Guardrail 3: Negative diff views
- Auto-generate:
  - list of removed checks/guards/logs
  - removed or relaxed conditions around invariants
- Seniors must explicitly acknowledge each removed guard in high-risk lanes.
Guardrail 4: Uncertainty surfacing
- Agent marks low-confidence areas:
  - heuristics: complex conditionals; large shell pipelines; regex-heavy scripts; cache or concurrency changes.
- These get a "read raw diff" badge; behavior abstraction is advisory only.
Guardrail 5: Random raw-diff sampling
- For a fixed % of PRs per week (or per engineer), harness forces a standard raw-diff review slice to:
  - detect systematic blind spots in summaries
  - keep reviewers calibrated
Guardrail 6: Incident feedback loop
- When an incident is traced to a missed edge case:
  - note which lane, tags, and checklist were in play
  - add a tiny pattern rule (e.g. any rm -rf, DROP TABLE, eval usage → mandatory raw diff + second review)

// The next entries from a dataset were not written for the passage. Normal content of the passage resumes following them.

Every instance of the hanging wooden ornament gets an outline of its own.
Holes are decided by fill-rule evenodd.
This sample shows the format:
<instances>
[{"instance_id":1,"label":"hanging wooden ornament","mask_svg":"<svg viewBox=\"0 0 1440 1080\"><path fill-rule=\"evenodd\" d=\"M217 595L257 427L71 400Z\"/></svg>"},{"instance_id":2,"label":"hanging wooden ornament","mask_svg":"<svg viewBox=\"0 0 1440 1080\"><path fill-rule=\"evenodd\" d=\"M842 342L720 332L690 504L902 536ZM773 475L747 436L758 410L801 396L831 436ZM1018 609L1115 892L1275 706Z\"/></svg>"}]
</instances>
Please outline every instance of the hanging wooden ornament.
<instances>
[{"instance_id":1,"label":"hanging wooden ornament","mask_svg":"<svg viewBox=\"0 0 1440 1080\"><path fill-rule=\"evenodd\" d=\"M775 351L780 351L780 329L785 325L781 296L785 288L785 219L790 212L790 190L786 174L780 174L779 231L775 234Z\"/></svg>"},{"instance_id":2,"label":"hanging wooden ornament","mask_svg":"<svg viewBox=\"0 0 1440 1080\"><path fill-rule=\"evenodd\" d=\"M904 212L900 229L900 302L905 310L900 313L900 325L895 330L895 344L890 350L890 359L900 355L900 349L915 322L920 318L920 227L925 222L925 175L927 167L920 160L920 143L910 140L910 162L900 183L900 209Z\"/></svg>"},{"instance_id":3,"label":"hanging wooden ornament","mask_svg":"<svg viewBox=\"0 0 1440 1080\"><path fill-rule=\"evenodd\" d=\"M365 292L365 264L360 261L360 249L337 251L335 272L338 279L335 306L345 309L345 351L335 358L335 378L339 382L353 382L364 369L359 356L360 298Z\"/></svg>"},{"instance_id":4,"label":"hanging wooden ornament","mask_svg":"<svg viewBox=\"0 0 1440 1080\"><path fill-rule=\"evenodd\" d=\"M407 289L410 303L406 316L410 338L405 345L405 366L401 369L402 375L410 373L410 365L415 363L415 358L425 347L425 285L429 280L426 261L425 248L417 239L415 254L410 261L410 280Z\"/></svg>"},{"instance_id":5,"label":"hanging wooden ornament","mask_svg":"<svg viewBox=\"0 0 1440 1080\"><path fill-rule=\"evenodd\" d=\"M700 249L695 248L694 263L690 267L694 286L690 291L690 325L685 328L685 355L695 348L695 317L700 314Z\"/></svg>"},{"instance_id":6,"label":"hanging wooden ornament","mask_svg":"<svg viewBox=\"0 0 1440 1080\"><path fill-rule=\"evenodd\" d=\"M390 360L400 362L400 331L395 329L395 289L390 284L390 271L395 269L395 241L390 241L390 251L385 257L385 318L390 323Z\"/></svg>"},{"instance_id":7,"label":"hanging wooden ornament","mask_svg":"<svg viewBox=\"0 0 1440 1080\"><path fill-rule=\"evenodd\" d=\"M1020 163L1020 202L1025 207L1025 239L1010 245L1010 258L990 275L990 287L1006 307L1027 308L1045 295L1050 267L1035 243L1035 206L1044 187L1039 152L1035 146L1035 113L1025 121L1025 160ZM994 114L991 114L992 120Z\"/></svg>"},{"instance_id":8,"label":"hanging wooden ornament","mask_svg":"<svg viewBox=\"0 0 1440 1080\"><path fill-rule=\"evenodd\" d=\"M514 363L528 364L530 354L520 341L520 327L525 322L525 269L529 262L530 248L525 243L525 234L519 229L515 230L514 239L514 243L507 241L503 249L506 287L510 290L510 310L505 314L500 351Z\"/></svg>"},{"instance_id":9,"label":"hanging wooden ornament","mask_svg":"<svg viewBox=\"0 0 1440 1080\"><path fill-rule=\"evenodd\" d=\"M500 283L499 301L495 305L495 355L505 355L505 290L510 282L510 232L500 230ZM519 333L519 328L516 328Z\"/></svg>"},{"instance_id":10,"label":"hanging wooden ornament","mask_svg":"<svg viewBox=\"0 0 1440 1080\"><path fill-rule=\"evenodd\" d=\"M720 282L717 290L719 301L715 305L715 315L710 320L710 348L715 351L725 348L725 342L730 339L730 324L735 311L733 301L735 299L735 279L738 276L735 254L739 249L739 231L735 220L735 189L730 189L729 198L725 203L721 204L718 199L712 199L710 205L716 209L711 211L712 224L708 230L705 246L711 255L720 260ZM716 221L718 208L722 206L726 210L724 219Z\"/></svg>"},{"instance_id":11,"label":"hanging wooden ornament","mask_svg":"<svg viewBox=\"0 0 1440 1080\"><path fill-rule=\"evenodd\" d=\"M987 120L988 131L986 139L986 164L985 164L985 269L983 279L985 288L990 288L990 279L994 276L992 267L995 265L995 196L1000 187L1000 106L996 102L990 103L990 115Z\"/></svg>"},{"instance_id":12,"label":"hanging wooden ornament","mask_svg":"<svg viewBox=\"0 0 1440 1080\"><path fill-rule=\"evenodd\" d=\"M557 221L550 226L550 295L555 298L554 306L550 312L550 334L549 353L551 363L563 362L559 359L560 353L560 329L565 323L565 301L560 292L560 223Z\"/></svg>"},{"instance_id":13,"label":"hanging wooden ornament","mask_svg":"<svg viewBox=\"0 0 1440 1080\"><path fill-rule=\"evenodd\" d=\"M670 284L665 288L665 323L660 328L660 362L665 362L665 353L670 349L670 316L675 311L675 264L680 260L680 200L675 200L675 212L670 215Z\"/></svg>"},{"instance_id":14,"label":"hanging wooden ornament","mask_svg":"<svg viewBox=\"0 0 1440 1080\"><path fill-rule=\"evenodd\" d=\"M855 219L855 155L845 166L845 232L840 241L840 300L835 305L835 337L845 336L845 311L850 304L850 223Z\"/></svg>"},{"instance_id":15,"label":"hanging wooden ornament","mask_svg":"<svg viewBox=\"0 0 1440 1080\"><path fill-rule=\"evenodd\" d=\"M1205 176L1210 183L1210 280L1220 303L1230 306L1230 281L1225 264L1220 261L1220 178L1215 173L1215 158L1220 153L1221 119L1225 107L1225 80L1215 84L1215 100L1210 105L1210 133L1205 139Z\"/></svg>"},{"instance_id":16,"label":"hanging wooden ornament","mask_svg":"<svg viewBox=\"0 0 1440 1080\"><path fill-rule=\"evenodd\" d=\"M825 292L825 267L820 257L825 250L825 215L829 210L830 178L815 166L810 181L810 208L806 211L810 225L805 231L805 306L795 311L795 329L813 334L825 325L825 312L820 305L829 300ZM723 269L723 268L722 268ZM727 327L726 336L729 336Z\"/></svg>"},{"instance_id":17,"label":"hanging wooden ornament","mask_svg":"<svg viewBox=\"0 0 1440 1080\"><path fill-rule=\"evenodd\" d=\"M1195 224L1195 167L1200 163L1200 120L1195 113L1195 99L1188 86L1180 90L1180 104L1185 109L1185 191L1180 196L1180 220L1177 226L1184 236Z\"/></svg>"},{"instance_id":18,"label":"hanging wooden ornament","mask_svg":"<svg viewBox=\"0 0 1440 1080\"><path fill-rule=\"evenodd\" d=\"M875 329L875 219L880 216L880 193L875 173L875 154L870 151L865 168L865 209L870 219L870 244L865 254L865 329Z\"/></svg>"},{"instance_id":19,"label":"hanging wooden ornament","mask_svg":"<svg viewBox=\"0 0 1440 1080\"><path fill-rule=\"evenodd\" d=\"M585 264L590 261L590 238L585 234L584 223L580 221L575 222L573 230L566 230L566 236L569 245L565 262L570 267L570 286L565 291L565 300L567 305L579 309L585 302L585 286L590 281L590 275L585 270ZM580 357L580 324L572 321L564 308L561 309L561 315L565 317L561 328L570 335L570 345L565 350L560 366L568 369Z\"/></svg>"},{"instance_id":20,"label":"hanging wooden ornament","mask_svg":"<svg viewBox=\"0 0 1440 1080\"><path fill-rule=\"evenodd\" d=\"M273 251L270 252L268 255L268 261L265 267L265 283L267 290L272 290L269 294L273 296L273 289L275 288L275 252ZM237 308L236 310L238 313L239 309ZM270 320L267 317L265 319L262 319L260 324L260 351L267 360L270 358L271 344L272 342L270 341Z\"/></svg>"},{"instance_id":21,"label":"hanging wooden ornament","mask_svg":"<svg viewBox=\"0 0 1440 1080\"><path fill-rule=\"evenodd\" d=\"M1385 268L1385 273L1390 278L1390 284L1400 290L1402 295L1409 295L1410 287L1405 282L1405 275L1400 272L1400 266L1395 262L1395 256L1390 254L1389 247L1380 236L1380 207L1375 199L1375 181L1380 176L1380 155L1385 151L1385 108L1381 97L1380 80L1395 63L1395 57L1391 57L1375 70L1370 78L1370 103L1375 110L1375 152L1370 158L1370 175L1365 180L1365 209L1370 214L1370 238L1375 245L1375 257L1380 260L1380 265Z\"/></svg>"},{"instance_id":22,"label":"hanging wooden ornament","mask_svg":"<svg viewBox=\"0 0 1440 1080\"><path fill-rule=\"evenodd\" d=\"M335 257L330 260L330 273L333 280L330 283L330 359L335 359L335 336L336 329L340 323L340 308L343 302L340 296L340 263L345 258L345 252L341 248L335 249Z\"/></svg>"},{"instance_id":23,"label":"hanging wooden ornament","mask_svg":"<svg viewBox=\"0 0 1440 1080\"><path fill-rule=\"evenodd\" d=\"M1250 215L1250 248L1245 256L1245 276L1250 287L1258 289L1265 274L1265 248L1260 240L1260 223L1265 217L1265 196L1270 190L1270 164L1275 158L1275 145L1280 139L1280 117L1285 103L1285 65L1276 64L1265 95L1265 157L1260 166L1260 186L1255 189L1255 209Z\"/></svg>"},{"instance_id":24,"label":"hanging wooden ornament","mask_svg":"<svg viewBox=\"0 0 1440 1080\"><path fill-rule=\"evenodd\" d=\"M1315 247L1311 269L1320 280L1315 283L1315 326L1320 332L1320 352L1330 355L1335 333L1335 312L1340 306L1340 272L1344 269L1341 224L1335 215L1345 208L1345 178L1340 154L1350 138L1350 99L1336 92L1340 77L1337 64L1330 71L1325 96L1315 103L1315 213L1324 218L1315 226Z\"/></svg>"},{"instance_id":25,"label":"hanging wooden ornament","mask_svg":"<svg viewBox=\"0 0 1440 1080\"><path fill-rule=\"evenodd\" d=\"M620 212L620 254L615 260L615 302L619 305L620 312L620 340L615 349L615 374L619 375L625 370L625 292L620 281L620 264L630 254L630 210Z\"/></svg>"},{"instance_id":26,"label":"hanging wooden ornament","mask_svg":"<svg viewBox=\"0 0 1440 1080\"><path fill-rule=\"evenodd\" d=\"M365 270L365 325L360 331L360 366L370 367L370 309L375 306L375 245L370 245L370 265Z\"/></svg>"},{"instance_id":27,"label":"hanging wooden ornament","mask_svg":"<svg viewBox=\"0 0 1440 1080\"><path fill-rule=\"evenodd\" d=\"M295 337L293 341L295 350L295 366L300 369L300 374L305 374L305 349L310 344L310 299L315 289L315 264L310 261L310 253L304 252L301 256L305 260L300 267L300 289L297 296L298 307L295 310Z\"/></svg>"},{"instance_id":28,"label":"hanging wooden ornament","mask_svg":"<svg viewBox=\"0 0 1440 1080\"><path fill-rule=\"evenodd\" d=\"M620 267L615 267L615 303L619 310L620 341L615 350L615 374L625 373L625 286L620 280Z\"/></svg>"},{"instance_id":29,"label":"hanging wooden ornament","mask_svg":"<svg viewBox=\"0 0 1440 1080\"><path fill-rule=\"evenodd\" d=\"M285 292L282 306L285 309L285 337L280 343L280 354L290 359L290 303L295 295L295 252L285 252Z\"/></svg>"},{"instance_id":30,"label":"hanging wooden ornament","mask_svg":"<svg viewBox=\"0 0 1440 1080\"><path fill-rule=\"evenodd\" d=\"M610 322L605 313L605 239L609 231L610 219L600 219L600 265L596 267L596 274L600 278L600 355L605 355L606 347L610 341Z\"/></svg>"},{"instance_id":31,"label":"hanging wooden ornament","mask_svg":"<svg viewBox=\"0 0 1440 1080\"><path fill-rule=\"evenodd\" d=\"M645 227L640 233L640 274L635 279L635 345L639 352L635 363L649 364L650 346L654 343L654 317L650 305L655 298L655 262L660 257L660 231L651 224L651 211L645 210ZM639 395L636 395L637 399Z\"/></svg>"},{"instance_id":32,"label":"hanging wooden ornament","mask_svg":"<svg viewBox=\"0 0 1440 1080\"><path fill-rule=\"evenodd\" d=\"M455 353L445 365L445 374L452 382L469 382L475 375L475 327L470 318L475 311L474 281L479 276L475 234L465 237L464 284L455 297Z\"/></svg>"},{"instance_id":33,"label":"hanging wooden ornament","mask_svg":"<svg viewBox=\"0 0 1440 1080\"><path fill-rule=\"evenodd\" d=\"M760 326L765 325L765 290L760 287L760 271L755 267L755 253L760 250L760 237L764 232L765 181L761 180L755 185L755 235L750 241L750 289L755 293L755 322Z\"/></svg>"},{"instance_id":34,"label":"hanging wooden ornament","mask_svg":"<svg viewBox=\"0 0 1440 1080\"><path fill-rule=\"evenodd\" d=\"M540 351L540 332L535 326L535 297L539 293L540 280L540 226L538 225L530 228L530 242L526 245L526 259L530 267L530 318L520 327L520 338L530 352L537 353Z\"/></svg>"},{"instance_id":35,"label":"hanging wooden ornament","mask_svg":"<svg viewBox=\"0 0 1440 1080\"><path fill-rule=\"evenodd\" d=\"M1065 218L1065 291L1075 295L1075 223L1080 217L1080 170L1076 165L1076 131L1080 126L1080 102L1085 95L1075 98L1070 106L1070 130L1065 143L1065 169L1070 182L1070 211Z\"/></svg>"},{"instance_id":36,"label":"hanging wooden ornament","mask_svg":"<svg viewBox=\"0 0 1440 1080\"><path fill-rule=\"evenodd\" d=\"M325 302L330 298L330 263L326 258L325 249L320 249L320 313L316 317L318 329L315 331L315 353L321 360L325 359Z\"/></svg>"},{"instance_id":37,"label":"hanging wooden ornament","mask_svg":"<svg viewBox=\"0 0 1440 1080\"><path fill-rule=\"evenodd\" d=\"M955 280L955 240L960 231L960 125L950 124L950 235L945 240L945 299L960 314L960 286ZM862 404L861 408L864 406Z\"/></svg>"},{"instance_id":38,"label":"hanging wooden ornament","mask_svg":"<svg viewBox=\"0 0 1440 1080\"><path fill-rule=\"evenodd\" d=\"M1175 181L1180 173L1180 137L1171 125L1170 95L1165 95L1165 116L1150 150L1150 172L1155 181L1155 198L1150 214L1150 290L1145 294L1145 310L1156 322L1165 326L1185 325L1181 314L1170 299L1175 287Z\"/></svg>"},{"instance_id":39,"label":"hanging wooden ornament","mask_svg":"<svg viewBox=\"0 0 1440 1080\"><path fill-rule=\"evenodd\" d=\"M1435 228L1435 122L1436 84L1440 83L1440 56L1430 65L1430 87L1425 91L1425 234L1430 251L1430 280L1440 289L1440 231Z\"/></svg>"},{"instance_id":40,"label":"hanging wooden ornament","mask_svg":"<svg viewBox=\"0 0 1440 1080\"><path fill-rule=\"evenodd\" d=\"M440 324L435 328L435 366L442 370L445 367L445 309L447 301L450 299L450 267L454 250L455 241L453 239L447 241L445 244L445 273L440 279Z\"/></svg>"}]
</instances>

How this changes senior work

Seniors mainly:
- read behavior-delta files
- inspect tagged risk hunks and removed guards
- tighten or relax lane rules and checklists over time
They rarely:
- scan whole pipelines for style
- hand-construct behavior summaries

This keeps the review bottleneck centered on behavior and contracts while the harness and agents keep a tight link to raw diffs, tests, and risk tags, so edge cases remain visible where they matter most.